Este viernes, el corazón de Palma ha vuelto a latir al ritmo de la Feria de Abril, un evento que llevaba 13 años guardado en el baúl de los recuerdos. La inauguración tuvo lugar en el recinto de Son Fusteret y atrajo a un público entusiasta que no quería perderse esta celebración tan esperada.
Una tradición recuperada
El alcalde Jaime Martínez, acompañado por Llorenç Galmés, presidente del Consell de Mallorca, y varios concejales municipales, cortó la cinta inaugural con gran alegría. A pesar de que este año la feria no lució su tradicional portada iluminada –un detalle que siempre marca el inicio festivo–, las casetas estaban adornadas con guirnaldas y ese aire andaluz que tanto nos gusta. El olor a pescaíto frito se mezclaba con los primeros acordes de sevillanas, creando una atmósfera irresistible.
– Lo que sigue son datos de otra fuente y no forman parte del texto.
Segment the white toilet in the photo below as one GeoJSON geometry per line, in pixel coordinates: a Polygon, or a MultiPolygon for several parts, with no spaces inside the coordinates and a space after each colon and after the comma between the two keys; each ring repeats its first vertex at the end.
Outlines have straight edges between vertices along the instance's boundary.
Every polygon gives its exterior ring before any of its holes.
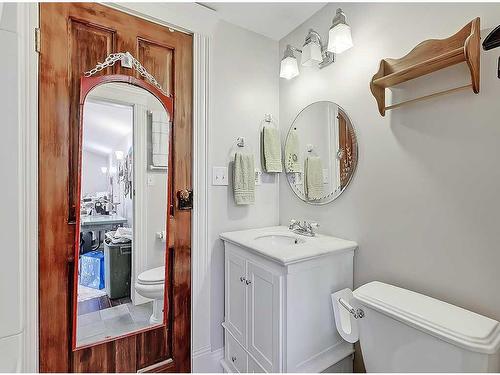
{"type": "Polygon", "coordinates": [[[163,323],[163,297],[165,290],[165,267],[152,268],[139,274],[135,290],[141,296],[153,299],[151,324],[163,323]]]}
{"type": "Polygon", "coordinates": [[[367,372],[500,371],[496,320],[378,281],[333,293],[332,303],[367,372]]]}

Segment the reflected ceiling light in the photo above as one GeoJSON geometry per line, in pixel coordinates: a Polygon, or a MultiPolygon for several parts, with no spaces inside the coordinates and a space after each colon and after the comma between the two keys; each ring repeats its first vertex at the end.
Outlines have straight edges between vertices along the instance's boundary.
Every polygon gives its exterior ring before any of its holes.
{"type": "Polygon", "coordinates": [[[338,8],[328,33],[328,51],[342,53],[352,46],[351,27],[346,22],[345,13],[338,8]]]}
{"type": "Polygon", "coordinates": [[[311,29],[302,47],[302,58],[300,62],[303,66],[316,66],[322,61],[321,37],[316,31],[311,29]]]}
{"type": "Polygon", "coordinates": [[[299,67],[297,65],[297,59],[293,54],[293,51],[301,52],[300,50],[287,45],[285,49],[285,54],[283,59],[281,59],[280,65],[280,77],[285,79],[292,79],[299,75],[299,67]]]}

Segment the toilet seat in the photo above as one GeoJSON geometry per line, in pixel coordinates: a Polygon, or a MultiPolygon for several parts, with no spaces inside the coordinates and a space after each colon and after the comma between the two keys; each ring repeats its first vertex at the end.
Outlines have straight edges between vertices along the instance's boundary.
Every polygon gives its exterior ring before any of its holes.
{"type": "Polygon", "coordinates": [[[157,285],[165,282],[165,266],[152,268],[137,276],[137,283],[142,285],[157,285]]]}

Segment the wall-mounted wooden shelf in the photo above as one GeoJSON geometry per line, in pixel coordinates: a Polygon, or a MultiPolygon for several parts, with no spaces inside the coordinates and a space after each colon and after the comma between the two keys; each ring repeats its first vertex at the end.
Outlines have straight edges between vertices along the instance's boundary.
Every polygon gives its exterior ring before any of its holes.
{"type": "Polygon", "coordinates": [[[386,110],[469,87],[476,94],[479,93],[480,30],[478,17],[449,38],[429,39],[417,45],[400,59],[383,59],[380,61],[379,70],[370,82],[370,90],[377,101],[380,114],[384,116],[386,110]],[[466,62],[469,67],[470,85],[386,106],[386,88],[461,62],[466,62]]]}

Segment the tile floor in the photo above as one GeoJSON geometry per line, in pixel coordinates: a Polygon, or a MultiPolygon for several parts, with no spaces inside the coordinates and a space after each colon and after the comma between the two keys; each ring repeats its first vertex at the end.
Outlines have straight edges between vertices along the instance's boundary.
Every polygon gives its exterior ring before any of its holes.
{"type": "Polygon", "coordinates": [[[132,303],[78,315],[76,341],[83,346],[151,326],[153,302],[132,303]]]}

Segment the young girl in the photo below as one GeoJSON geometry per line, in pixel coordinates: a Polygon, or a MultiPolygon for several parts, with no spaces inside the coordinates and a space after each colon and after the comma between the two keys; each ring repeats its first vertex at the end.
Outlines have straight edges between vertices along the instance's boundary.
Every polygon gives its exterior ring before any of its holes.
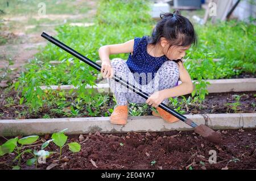
{"type": "Polygon", "coordinates": [[[117,102],[110,119],[114,124],[125,125],[128,117],[128,102],[146,103],[156,108],[152,115],[168,123],[179,119],[158,107],[168,99],[191,93],[193,84],[181,61],[185,51],[197,42],[189,20],[178,11],[161,14],[161,20],[151,36],[135,37],[126,43],[105,45],[98,50],[101,74],[108,82],[117,102]],[[130,53],[126,62],[109,59],[109,55],[130,53]],[[147,100],[111,79],[115,74],[149,95],[147,100]],[[179,78],[182,83],[177,85],[179,78]]]}

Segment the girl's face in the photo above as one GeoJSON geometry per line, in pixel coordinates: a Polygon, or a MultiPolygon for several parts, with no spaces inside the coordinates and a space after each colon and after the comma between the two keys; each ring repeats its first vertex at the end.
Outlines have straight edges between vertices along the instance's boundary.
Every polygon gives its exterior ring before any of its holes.
{"type": "Polygon", "coordinates": [[[161,41],[161,46],[163,47],[163,53],[170,60],[181,59],[185,56],[186,50],[191,47],[190,45],[187,47],[174,45],[170,47],[166,40],[161,41]]]}

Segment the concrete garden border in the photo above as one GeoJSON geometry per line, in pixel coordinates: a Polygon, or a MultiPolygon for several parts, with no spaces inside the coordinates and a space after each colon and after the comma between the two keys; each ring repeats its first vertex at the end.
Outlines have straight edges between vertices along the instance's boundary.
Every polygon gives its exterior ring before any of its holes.
{"type": "MultiPolygon", "coordinates": [[[[192,81],[193,82],[197,81],[192,81]]],[[[208,80],[211,83],[208,86],[207,90],[209,93],[221,93],[228,92],[243,92],[243,91],[256,91],[256,78],[237,78],[227,79],[213,79],[208,80]]],[[[179,81],[179,84],[181,83],[179,81]]],[[[74,89],[74,94],[72,96],[76,96],[76,90],[77,87],[72,85],[61,86],[40,86],[42,90],[51,89],[52,90],[62,90],[67,92],[67,96],[68,92],[72,89],[74,89]]],[[[108,83],[98,83],[96,86],[91,86],[88,85],[88,89],[91,89],[92,92],[101,92],[103,94],[112,95],[113,92],[109,87],[108,83]]]]}
{"type": "MultiPolygon", "coordinates": [[[[214,129],[256,128],[255,113],[184,116],[198,124],[206,124],[214,129]]],[[[69,134],[96,131],[110,133],[193,129],[183,121],[170,124],[153,116],[129,116],[126,125],[111,124],[109,117],[0,120],[0,135],[5,136],[51,134],[65,128],[68,128],[65,133],[69,134]]]]}

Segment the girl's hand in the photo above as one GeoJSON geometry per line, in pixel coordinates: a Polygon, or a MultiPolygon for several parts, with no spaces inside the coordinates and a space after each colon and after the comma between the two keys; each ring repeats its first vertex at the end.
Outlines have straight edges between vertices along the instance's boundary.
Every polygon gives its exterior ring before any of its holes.
{"type": "Polygon", "coordinates": [[[151,94],[148,99],[147,99],[146,103],[149,106],[157,108],[165,98],[165,95],[163,92],[160,91],[156,91],[151,94]]]}
{"type": "Polygon", "coordinates": [[[103,78],[112,78],[114,76],[113,69],[111,67],[110,60],[102,61],[101,73],[103,78]]]}

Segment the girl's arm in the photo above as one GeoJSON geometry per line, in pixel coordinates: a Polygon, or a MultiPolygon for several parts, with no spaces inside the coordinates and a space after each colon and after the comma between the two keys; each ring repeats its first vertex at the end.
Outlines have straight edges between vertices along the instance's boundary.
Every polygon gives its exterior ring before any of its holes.
{"type": "Polygon", "coordinates": [[[182,64],[179,62],[180,78],[182,83],[172,88],[163,90],[165,98],[168,98],[191,93],[194,86],[188,71],[182,64]]]}
{"type": "Polygon", "coordinates": [[[133,39],[122,44],[101,47],[98,49],[100,58],[102,63],[104,62],[109,62],[110,54],[133,52],[134,45],[134,40],[133,39]]]}
{"type": "Polygon", "coordinates": [[[122,44],[104,45],[98,49],[100,58],[102,61],[101,73],[104,78],[112,78],[114,71],[111,67],[109,55],[112,54],[131,53],[133,52],[134,40],[122,44]]]}

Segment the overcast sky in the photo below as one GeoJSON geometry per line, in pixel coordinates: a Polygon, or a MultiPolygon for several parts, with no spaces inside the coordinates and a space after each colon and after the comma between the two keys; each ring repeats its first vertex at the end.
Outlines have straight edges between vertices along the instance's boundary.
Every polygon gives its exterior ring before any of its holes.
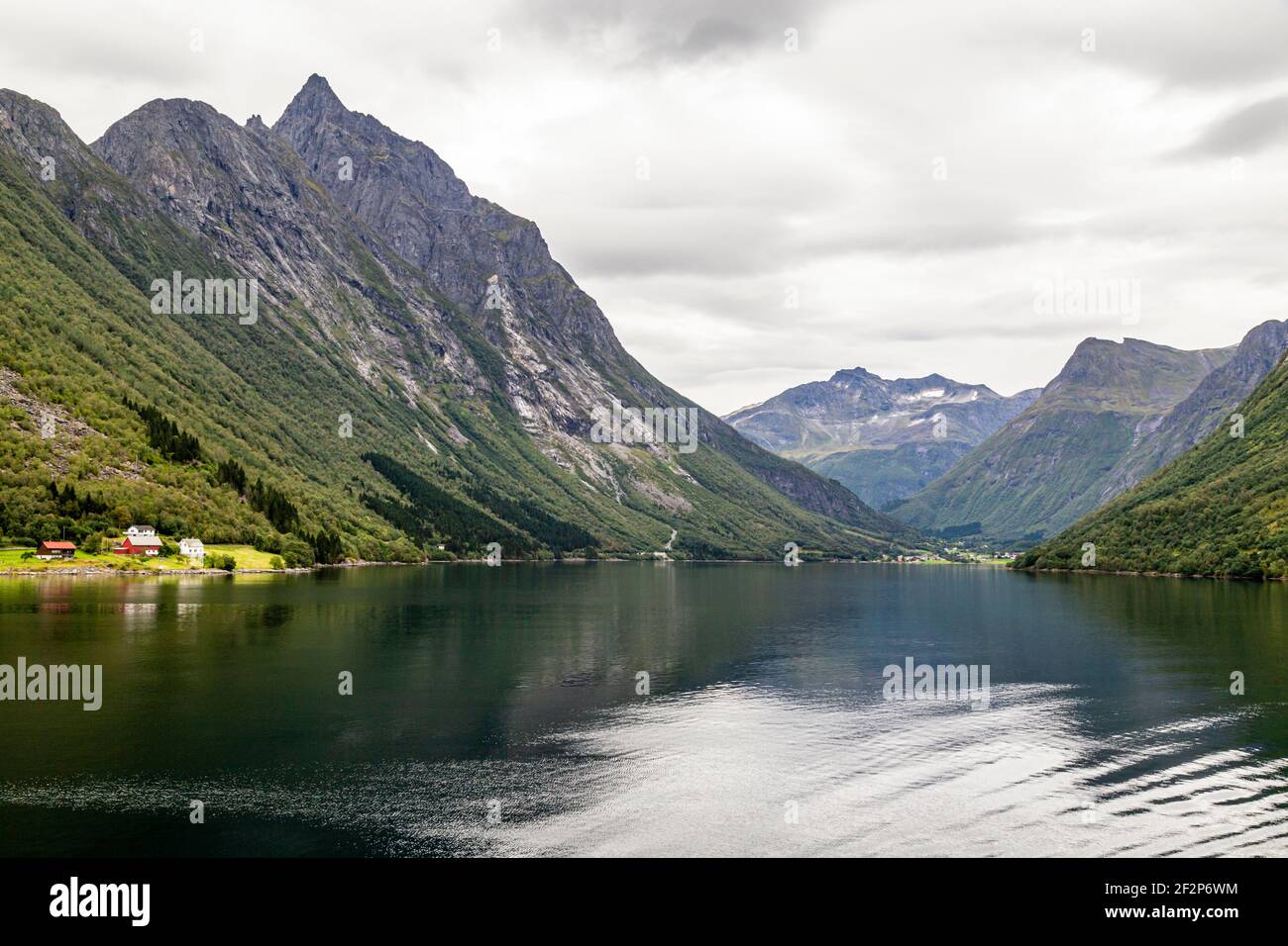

Las mujeres vestidas con sus coloridos trajes de flamenca no tardaron en llenar el recinto con sus bailes y sonrisas. Diego González, tesorero de la Casa de Andalucía en Baleares, fue quien dio la bienvenida a las autoridades. Con voz emocionada, expresó: «Es un orgullo muy grande e incluso pedimos que esta feria sea oficial en el programa de festejos del Ajuntament de Palma». Y es que recuperar esta tradición no solo es un regalo para nosotros como comunidad, sino también un compromiso cultural vital.
Jaime Martínez se mostró firme en su deseo de hacer perdurar este evento: «La Feria de Abril ha vuelto para quedarse», aseguró mientras miraba a su alrededor emocionado por lo vivido. Sin duda alguna, la cita andaluza está destinada a ser parte del alma festiva de nuestra ciudad otra vez.